For Autumn’s birthday, my sister (aka: “Lissy-poo”), gave Autumn a beginners knitting set.
She had been dying to learn, so I got the directions out and started to read them. I am almost certain they were written in English but I have no idea what it said!
Eric even tried to figure it out, to no avail.
And what does any good parent do when their sweet child wants to learn something?
You ask your friends on Facebook if they know how, which is exactly what Eric did.
A kind Facebook friend suggested Island Knits in Pawleys Island.
A quick check of their website, and knitting lessons were a go.
Autumn went to her first lesson and the sweet ladies there showed her how to begin.
She had a good time and came home happily knitting a beginners stitch.
As I watched her knit all weekend, I noticed something (and I am no knitting expert).

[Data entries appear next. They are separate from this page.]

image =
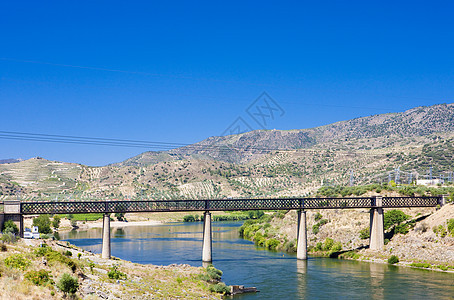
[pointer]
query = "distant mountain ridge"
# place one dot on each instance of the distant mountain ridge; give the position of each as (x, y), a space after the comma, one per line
(241, 148)
(399, 146)
(10, 160)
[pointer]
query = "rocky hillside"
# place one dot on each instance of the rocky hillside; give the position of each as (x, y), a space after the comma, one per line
(362, 151)
(373, 132)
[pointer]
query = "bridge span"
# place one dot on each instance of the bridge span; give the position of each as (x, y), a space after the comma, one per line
(15, 210)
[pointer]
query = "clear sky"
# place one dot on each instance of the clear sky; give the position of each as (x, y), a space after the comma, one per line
(183, 71)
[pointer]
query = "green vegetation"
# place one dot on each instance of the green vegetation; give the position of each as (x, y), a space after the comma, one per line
(54, 257)
(68, 284)
(327, 248)
(364, 233)
(220, 288)
(10, 227)
(40, 278)
(394, 217)
(56, 221)
(114, 273)
(316, 227)
(43, 223)
(451, 227)
(407, 190)
(350, 255)
(213, 276)
(393, 260)
(120, 216)
(84, 217)
(233, 216)
(191, 218)
(17, 261)
(421, 265)
(9, 238)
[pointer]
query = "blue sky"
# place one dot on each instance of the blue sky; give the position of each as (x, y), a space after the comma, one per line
(183, 71)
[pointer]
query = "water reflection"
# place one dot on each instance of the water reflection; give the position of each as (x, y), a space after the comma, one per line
(277, 275)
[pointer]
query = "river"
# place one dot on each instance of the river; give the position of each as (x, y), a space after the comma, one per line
(277, 275)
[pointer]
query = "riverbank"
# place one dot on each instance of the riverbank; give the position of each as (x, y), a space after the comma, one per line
(96, 277)
(423, 240)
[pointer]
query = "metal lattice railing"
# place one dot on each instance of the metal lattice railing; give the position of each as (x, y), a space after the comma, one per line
(74, 207)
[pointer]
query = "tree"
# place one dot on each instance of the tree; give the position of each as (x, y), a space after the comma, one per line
(10, 226)
(68, 284)
(43, 223)
(56, 221)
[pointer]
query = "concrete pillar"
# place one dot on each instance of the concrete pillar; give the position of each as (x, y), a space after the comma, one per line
(106, 236)
(206, 247)
(12, 212)
(444, 199)
(377, 235)
(301, 250)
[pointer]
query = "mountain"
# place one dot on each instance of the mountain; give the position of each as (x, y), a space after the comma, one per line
(10, 160)
(399, 146)
(385, 130)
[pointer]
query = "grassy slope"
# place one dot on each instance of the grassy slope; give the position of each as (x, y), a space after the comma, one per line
(143, 281)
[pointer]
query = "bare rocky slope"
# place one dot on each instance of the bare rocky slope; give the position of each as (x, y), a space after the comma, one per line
(366, 149)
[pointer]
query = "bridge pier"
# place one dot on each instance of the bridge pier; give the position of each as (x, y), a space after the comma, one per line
(301, 250)
(206, 247)
(377, 236)
(106, 236)
(11, 211)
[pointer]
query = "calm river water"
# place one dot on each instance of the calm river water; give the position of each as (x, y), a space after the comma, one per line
(277, 275)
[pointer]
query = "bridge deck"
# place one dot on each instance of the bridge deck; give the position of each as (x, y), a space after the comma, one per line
(75, 207)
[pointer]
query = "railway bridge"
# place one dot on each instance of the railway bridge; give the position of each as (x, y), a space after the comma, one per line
(15, 210)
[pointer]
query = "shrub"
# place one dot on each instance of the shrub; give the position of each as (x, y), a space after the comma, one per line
(189, 218)
(364, 233)
(56, 221)
(350, 254)
(401, 228)
(421, 265)
(272, 244)
(40, 278)
(213, 273)
(315, 228)
(68, 284)
(9, 237)
(336, 247)
(451, 226)
(43, 223)
(220, 288)
(91, 265)
(393, 217)
(393, 260)
(10, 227)
(442, 231)
(17, 261)
(328, 244)
(54, 256)
(115, 274)
(120, 216)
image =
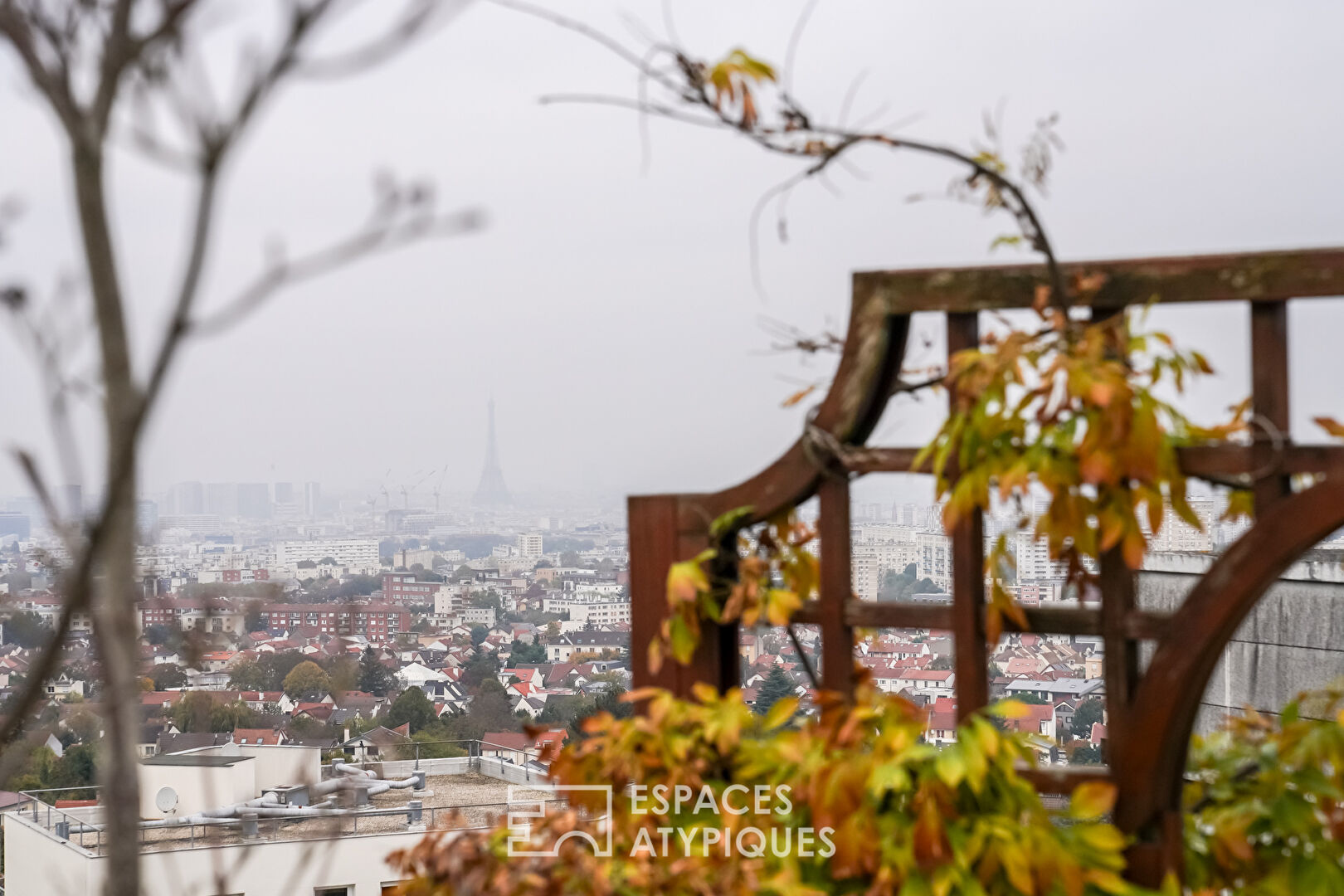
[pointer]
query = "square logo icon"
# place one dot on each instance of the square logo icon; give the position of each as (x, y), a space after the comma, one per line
(526, 805)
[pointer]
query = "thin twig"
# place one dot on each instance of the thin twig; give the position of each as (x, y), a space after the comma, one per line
(802, 659)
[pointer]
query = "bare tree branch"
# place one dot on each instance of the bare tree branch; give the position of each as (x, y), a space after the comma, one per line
(370, 241)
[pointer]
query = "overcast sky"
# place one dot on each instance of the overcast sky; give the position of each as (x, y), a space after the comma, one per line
(611, 312)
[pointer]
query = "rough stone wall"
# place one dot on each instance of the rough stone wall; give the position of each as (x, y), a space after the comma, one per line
(1293, 641)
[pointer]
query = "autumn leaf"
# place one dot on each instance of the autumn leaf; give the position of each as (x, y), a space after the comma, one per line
(797, 397)
(782, 709)
(1329, 425)
(1092, 800)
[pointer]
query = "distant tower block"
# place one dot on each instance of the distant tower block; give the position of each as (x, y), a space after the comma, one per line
(492, 490)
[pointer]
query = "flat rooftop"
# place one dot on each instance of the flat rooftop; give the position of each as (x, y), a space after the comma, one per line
(197, 761)
(457, 802)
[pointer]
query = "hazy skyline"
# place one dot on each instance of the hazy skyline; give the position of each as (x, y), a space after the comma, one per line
(611, 314)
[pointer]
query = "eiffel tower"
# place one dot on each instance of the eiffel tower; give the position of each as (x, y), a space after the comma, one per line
(492, 490)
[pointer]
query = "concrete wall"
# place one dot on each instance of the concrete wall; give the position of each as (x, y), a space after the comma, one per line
(39, 864)
(197, 786)
(283, 765)
(1292, 641)
(460, 766)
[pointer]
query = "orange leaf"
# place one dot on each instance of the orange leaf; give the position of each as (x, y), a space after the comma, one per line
(1329, 425)
(797, 397)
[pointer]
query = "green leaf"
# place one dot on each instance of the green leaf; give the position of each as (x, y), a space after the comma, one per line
(1092, 800)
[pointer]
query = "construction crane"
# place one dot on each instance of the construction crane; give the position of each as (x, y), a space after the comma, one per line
(438, 485)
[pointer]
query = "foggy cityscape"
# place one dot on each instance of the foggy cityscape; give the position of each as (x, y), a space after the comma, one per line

If she made a mistake, the stitch could be redone.
How often have we made a “stitch” that we would like to redo?
I know I often have.
Autumn would say, “ Oh, I messed up.”
And she would begin to fix the mistake.
How many conflicts and broken relationships could be redone, if we simply said “I messed up.”
Instead, too often we keep “knitting” and end up with a big mess.
What is so wrong about saying that you messed up?
I am certain that it’s frustrating to be knitting away, only to discover a mistake, but they can all be fixed.
Yes, it’s work to fix but it’s fixable.
If a stitch was dropped, you go back and pick it up. How different our lives would look, if we would pick up after ourselves.
Autumn sat quietly, contentedly knitting.
Knowing that whatever she did while knitting could be fixed, and whatever she didn’t know about knitting she would learn from those who had been there before her.
How quiet and content would I be if I rested my soul in the knowledge that if I made a mistake it could be fixed, and if I didn’t know something, someone who had gone before me would show me the way?
Those sweet ladies took time to show Autumn how to do something she didn’t know before, because someone had taught them.
Am I willing to share what I know with someone coming along the road behind me?
I hope that I am willing to help those along the way. Because a beautiful “knitted blanket” of corrected mistakes is what I’d rather have than a ball of yarn.